Buying a residential house, whether as a place to live or an investment usually involves a substantial outlay and a degree of risk which can be minimised by undertaking a number of steps of checks as part of the conveyancing process, prior to an exchange of contracts or the expiration of the Cooling Off Period, these include:
Obtaining a Pest and Building Inspection
As you take the house and any other improvements on the land in its current condition (except in the case of any fraud or misleading conduct by the Vendor), you as the Purchaser have no specific rights to compel the Vendor to rectify and building or pest issues such as termites, leaking showers or poor building work. It is therefore prudent to ensure that you are fully aware of any fault with the property and how much it will cost to rectify if you proceed with the purchase, or as the basis for further negotiation regarding the purchase price.
Obtaining an Identification Survey from a qualified surveyor
A Identification Survey identifies the location of the house and other improvements on the lot, disclosing whether these are located wholly within the lot you are purchasing or whether all or part of the house or improvements encroach onto a neighbouring lot or Council land. Likewise the Identification Survey will disclose whether any structures on neighbouring lots are encroaching onto the lot you are purchasing.
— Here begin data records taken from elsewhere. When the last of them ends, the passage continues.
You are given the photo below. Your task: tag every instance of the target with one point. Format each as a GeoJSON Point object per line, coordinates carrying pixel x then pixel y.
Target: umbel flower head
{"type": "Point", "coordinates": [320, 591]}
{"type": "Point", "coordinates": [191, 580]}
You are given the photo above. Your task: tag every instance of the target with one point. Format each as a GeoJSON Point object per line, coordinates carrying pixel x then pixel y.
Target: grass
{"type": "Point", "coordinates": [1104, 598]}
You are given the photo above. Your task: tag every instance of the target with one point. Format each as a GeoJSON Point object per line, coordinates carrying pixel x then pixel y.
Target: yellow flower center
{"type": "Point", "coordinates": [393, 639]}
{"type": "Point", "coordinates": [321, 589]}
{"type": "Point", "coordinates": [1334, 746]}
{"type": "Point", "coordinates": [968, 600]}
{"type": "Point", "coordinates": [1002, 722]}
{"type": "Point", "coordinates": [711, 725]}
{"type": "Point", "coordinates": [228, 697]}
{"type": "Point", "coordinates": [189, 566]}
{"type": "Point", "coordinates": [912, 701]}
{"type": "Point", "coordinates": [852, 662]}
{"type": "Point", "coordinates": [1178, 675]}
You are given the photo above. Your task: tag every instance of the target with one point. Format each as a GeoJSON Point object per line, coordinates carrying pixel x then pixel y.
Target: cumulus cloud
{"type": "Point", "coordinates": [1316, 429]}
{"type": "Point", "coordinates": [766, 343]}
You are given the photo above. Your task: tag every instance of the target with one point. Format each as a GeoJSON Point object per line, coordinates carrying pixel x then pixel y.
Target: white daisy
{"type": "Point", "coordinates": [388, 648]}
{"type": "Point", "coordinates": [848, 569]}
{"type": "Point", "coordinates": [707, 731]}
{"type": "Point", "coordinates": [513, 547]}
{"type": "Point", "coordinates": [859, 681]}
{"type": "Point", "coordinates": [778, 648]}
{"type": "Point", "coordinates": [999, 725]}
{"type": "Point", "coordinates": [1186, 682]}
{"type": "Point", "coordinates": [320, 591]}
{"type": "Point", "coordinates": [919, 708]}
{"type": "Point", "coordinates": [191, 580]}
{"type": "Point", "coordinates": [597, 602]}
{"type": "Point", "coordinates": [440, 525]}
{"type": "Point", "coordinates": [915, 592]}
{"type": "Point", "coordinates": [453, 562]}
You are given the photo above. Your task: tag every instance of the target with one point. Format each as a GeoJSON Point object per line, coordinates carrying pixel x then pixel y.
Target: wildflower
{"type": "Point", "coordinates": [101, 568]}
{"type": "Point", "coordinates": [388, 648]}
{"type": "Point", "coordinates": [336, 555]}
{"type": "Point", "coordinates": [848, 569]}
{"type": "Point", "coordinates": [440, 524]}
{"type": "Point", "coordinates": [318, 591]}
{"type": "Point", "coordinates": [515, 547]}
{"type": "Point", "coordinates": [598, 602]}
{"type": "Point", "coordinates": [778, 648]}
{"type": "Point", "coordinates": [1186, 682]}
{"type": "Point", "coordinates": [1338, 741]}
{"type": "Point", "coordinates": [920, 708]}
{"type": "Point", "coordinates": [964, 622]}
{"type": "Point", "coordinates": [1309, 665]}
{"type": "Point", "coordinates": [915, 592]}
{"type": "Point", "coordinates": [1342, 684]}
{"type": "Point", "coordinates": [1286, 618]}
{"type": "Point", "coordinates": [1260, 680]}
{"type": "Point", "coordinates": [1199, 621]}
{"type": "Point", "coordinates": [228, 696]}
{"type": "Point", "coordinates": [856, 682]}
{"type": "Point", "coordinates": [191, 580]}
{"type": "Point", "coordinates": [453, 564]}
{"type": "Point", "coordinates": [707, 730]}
Building Certificate from Council
If you have obtained an Identification Survey you will generally be in a position to make an application to the Local Council for a Building Certificate, which will protect you as the purchaser from any upgrading or demolition orders being made by Council with respect to the house and other improvements on the land that may have been constructed illegally, not in accordance with the relevant standard or which encroach onto Council land. This protection against the orders or action by Council remains current for a period of seven years.